The Profitable house of I. M. Trofimenko (Доходный дом И. М. Трофименко) is a mansion built in the beginning of the 20th century in Oktyabrsky district of Rostov-on-Don executed in eclecticism style. It is located at 73 Prosveshcheniya Street. The building is an object of cultural heritage of local value. Originally in the building, the profitable house, then paper-mill with printing house was placed. Nowadays I. M. Trofimenko's house occupies Lyceum № 33 of a name of the Rostov regiment of a national militia.

== History ==
At the beginning of the 20th century, the two-story household located on Prosveshcheniya Street at that time belonged to retired lieutenant Samuel Kipman, the representative of Georges Blok association. The association was engaged in Rostov-on-Don in the sale of bicycles, knitting and sewing machines, weights, arithmometers, cash registers, caskets, etc. In 1909 because of financial difficulties, the company left the market and the house was taken over by sculptor, artist, and schedule Ivan Mikhaylovich Trofimenko. He was the owner of a printing house established on Dmitriyevskaya Street (nowadays Shaumyana). Having got the new building, Trofimenko moved the printing house to his first floor, and placed a paper mill of the Kolorit association on the second. About 30 people worked at the enterprise.

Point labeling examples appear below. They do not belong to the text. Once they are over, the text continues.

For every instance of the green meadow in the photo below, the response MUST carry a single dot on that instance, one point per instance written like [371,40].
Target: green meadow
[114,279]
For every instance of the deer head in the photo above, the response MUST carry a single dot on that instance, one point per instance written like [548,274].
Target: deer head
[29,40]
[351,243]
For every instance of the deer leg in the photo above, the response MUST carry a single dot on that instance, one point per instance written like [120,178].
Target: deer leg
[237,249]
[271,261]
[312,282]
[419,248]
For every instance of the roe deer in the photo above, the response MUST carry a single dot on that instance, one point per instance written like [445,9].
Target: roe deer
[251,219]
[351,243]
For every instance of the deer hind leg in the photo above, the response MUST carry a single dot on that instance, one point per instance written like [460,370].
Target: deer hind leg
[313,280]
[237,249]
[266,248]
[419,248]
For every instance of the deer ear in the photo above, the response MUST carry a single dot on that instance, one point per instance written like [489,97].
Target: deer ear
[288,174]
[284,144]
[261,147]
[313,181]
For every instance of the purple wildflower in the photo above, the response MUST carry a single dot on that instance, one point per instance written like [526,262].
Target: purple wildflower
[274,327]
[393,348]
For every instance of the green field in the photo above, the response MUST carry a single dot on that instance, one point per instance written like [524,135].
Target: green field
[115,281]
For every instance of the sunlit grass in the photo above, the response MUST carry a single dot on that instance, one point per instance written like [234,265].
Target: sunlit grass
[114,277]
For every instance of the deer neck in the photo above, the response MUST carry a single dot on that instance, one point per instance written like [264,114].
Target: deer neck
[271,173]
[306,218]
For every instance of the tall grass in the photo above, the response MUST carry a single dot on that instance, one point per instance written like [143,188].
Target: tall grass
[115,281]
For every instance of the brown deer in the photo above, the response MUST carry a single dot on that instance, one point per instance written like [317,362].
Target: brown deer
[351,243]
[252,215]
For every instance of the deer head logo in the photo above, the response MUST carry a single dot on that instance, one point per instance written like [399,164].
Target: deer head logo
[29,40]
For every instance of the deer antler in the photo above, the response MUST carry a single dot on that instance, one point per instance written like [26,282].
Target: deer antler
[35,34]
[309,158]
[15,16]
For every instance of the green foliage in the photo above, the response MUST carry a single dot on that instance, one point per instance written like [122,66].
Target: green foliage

In March 1913, there was the strong fire in the building. The blaze destroyed the entire second floor and roof. All equipment and material of the paper mill became useless: the press, cars, typographical fonts, printing products, and the inventory burned down. The stone walls resisted. All lost property was insured in the Russia and Salamander insurance companies that allowed Trofimenko to not only quickly anew build the building, but also to build on the third floor. After reconstruction revenues of the house, owner increased from 910 to 2580 rubles a year.

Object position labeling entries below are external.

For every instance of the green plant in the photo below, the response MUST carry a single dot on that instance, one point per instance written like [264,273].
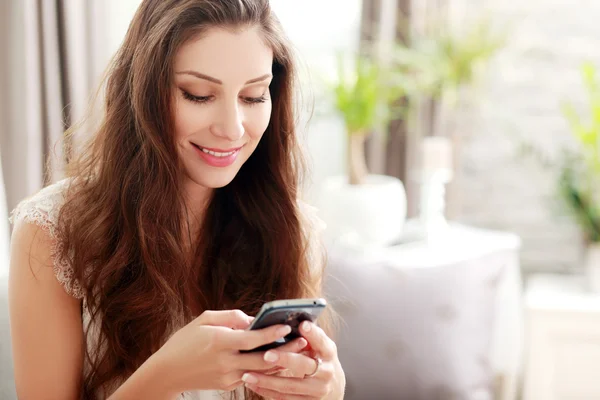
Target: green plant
[444,61]
[579,179]
[365,97]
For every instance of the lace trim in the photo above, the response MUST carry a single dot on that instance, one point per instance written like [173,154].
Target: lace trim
[42,212]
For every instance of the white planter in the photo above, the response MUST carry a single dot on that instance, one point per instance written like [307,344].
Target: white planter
[592,266]
[372,214]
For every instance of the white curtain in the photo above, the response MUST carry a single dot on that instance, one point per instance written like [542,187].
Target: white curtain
[3,228]
[55,55]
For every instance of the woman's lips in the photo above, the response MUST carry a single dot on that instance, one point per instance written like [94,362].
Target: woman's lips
[217,157]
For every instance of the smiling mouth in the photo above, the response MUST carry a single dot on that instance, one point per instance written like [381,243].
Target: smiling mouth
[215,152]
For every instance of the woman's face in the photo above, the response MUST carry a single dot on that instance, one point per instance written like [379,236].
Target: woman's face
[222,104]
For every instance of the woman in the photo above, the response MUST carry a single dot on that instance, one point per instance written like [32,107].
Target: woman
[175,225]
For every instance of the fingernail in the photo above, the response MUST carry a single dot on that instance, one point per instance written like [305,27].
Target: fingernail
[283,331]
[251,379]
[306,326]
[271,356]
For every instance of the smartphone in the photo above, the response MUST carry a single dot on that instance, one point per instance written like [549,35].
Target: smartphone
[286,312]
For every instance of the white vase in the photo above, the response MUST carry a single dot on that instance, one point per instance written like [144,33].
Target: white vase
[592,266]
[371,214]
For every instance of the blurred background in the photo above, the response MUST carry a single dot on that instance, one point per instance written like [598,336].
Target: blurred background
[454,148]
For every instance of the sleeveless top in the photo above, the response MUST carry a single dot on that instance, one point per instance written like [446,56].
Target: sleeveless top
[42,209]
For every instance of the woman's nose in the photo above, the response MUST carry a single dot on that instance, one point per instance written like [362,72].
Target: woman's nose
[230,125]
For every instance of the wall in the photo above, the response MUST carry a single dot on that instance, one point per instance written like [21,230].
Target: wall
[520,99]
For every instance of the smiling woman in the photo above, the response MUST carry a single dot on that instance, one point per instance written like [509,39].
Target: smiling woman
[177,222]
[223,104]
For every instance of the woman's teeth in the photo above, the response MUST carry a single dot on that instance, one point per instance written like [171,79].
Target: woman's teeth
[217,154]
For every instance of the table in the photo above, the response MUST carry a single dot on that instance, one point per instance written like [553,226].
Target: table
[563,339]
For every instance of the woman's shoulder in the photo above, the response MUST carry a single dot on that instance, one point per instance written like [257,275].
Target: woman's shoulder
[42,208]
[41,211]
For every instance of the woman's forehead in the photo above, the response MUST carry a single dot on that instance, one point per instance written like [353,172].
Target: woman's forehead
[233,57]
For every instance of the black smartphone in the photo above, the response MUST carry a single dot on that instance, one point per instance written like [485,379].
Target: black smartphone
[286,312]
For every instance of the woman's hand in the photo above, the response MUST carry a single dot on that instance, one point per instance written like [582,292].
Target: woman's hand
[205,354]
[311,379]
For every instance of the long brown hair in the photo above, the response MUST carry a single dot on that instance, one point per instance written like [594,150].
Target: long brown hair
[121,225]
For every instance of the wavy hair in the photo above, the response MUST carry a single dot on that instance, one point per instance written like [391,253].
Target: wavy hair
[121,225]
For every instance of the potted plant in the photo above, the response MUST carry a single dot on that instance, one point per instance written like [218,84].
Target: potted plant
[369,208]
[577,171]
[579,178]
[447,64]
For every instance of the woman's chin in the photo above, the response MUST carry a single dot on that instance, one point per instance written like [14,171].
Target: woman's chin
[214,180]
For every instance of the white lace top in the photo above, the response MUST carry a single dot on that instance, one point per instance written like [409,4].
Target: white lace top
[42,210]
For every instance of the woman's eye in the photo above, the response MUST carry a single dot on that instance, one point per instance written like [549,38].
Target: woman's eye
[196,99]
[255,100]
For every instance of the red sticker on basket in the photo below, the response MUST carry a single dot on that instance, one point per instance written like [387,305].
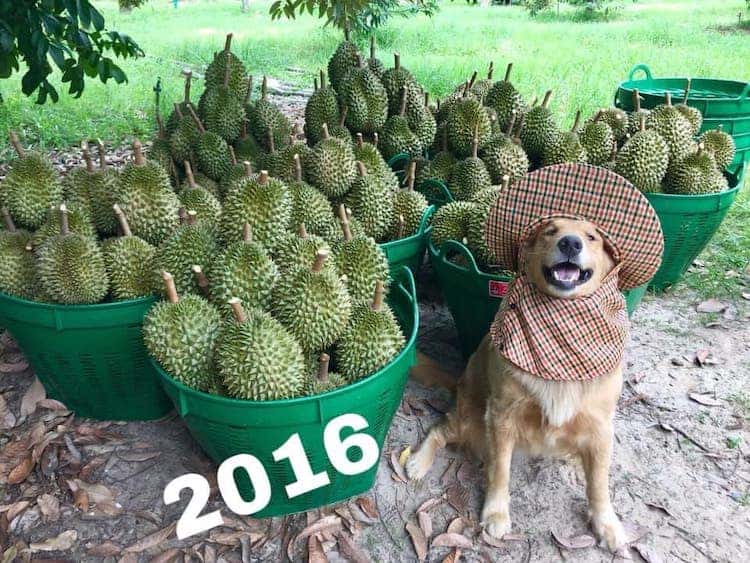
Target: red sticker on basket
[498,288]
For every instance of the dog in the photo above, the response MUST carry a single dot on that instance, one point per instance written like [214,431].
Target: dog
[500,407]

Meanwhile, the quickly developing industry of Rostov-on-Don demanded experts in mathematics, physics, and chemistry. In City Council, the issue of opening of the second school in the city was discussed. In February 1914, Duma members considered petitions of 13 house owners suggesting to place this school in Trofimenko's building. The majority of vowels of a thought preferred the new house of Trofimenko, having agreed to pay from the city budget of 7000 rubles a year for rent. A portion of the deputies criticized the place chosen for an educational institution because of its remoteness from the downtown, its proximity to the gvozdilny plant, and because dropouts and workers lived on the premises.